Copyright (C) 2023, by Alex zhang [email protected]
All rights reserved.
Redistribution and use in source and binary forms, with or without modification, are permitted provided that the following conditions are met:
Redistributions of source code must retain the above copyright notice, this list of conditions and the following disclaimer.

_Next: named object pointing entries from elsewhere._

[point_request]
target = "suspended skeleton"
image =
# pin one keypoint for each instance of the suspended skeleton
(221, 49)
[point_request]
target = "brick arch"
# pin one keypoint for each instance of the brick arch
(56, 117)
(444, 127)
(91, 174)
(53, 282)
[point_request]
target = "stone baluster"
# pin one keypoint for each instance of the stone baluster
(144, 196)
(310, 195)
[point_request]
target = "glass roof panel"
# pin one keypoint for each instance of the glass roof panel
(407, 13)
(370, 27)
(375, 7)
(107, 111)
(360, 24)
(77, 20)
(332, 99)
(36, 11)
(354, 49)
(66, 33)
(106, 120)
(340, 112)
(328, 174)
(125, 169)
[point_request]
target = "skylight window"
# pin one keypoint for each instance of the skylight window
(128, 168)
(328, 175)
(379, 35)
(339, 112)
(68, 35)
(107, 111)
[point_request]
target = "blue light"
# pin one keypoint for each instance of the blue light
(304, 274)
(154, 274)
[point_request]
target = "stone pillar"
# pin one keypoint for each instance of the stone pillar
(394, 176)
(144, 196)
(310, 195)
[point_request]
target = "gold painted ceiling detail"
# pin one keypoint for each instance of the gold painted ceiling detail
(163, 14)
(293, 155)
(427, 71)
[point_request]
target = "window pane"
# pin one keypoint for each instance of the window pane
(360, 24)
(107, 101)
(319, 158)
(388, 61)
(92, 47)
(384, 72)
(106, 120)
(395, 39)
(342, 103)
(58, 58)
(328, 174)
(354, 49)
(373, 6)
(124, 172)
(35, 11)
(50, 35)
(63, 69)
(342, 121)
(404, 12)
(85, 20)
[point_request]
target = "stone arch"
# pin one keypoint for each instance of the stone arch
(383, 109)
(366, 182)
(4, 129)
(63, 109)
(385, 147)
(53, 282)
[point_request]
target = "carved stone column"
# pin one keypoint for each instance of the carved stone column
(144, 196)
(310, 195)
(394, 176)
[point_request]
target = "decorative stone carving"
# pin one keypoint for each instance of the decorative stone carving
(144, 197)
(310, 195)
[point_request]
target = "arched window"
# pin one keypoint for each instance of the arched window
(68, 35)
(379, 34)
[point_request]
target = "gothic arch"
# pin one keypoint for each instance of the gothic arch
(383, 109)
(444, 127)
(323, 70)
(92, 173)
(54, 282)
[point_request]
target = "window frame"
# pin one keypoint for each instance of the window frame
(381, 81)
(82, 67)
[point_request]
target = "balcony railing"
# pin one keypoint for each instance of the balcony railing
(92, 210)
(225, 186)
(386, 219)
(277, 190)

Redistributions in binary form must reproduce the above copyright notice, this list of conditions and the following disclaimer in the documentation and/or other materials provided with the distribution.
THIS SOFTWARE IS PROVIDED BY THE COPYRIGHT HOLDERS AND CONTRIBUTORS "AS IS" AND ANY EXPRESS OR IMPLIED WARRANTIES, INCLUDING, BUT NOT LIMITED TO, THE IMPLIED WARRANTIES OF MERCHANTABILITY AND FITNESS FOR A PARTICULAR PURPOSE ARE DISCLAIMED. IN NO EVENT SHALL THE COPYRIGHT HOLDER OR CONTRIBUTORS BE LIABLE FOR ANY DIRECT, INDIRECT, INCIDENTAL, SPECIAL, EXEMPLARY, OR CONSEQUENTIAL DAMAGES (INCLUDING, BUT NOT LIMITED TO, PROCUREMENT OF SUBSTITUTE GOODS OR SERVICES; LOSS OF USE, DATA, OR PROFITS; OR BUSINESS INTERRUPTION) HOWEVER CAUSED AND ON ANY THEORY OF LIABILITY, WHETHER IN CONTRACT, STRICT LIABILITY, OR TORT (INCLUDING NEGLIGENCE OR OTHERWISE) ARISING IN ANY WAY OUT OF THE USE OF THIS SOFTWARE, EVEN IF ADVISED OF THE POSSIBILITY OF SUCH DAMAGE.